Youssef Rakha , Monday 27 Jun 2011

Some think of them as nightmares. Of course even “nightmare” originally referred to a wicked mare rearing over the sleeper in the night, waking them in a panic by making it hard to breathe. Like every word ever invented it is at bottom an image, an incident, a scene that speaks of something both bigger and smaller, less abstract than itself. There are many such creatures whose beauty, as Rilke famously said, is nothing but the beginning of terror: nightmares giving life something that comes close to but never quite becomes meaning. Unlike other strings of sounds that give meaning in more straightforward or practical ways, they are truer than reality.

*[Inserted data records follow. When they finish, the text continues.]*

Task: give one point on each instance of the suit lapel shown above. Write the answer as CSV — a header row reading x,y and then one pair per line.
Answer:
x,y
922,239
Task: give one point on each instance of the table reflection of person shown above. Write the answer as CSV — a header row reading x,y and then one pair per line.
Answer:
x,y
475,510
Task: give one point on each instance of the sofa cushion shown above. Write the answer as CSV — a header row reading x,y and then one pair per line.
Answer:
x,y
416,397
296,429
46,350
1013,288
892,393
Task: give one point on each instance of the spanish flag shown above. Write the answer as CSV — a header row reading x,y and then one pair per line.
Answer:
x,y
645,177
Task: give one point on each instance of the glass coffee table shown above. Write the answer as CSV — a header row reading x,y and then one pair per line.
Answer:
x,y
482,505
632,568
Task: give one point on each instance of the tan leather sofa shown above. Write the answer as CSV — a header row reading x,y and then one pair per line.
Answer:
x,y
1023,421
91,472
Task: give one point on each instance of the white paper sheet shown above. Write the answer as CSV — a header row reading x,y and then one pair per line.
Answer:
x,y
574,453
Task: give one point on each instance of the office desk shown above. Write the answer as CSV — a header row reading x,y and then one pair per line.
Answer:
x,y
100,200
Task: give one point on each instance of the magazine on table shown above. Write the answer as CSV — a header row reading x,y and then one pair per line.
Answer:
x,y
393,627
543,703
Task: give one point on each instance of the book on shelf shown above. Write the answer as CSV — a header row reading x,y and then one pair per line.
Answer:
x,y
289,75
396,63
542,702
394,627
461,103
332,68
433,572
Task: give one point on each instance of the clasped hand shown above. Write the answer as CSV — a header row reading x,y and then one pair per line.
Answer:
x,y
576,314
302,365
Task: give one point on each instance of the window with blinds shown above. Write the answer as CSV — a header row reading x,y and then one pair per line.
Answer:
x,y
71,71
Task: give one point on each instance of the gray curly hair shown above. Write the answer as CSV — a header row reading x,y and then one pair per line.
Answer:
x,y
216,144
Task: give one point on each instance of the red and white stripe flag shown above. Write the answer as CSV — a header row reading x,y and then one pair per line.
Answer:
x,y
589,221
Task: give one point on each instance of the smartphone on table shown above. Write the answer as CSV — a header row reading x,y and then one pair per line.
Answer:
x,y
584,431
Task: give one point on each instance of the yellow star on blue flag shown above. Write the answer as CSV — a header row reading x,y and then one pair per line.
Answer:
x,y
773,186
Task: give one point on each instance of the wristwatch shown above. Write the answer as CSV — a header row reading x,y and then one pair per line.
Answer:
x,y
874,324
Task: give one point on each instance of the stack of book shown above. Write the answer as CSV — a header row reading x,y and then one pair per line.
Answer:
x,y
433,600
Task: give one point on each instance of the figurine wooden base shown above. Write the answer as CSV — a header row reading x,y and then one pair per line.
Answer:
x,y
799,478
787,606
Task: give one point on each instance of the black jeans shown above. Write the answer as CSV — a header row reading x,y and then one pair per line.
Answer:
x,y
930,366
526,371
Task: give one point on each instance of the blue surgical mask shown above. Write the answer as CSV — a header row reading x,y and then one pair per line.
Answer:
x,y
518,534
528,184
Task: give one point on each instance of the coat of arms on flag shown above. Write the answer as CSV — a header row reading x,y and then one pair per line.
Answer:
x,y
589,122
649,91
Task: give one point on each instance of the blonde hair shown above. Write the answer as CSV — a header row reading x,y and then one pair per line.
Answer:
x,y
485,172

Others consider them little mechanical constructions. Like buildings, they are essentially functional schemes. They contain spaces and have plans. You can walk through them, sit or lie down; sometimes, once inside, you can dance. They are made up of bricks and blocks; the difference is that they themselves can walk and talk. They take on shapes and colours, even sizes. They are designed according to futuristic schemes that make them at once solid and mobile. You may sleep in one of them only to wake up in another. They transmigrate through space; time is their mortar. They are the planets and stars of miniature solar systems of minds sensitive and diseased.

Others still conceive of them as incantations: spells, hexes, blessings. Unlike other little texts they have the ability to harness energy and reuse it.  They work like magic, which is defined as “an intervention that alters reality”. That intervention does not have to be physical or perceptible; it does not have to be world-bound as such: the point of the hunter’s chant, the healer’s prayer, is that it is not mundane. You write them, you read them or you recite them; and like words dictated to prophets by archangels, they change the world. What it is important to remember is that they change your private, inner world. They are not revolutions.
Yet in as far as anything at all is important, they are even more important than revolutions; in the long run, at least, if they have not been abused, if they have not calcified into codes that stifle and kill, they give the world a slightly more meaningful look and feel. Which is why, in case you have not guessed by now, I am thinking of poems, not Poetry.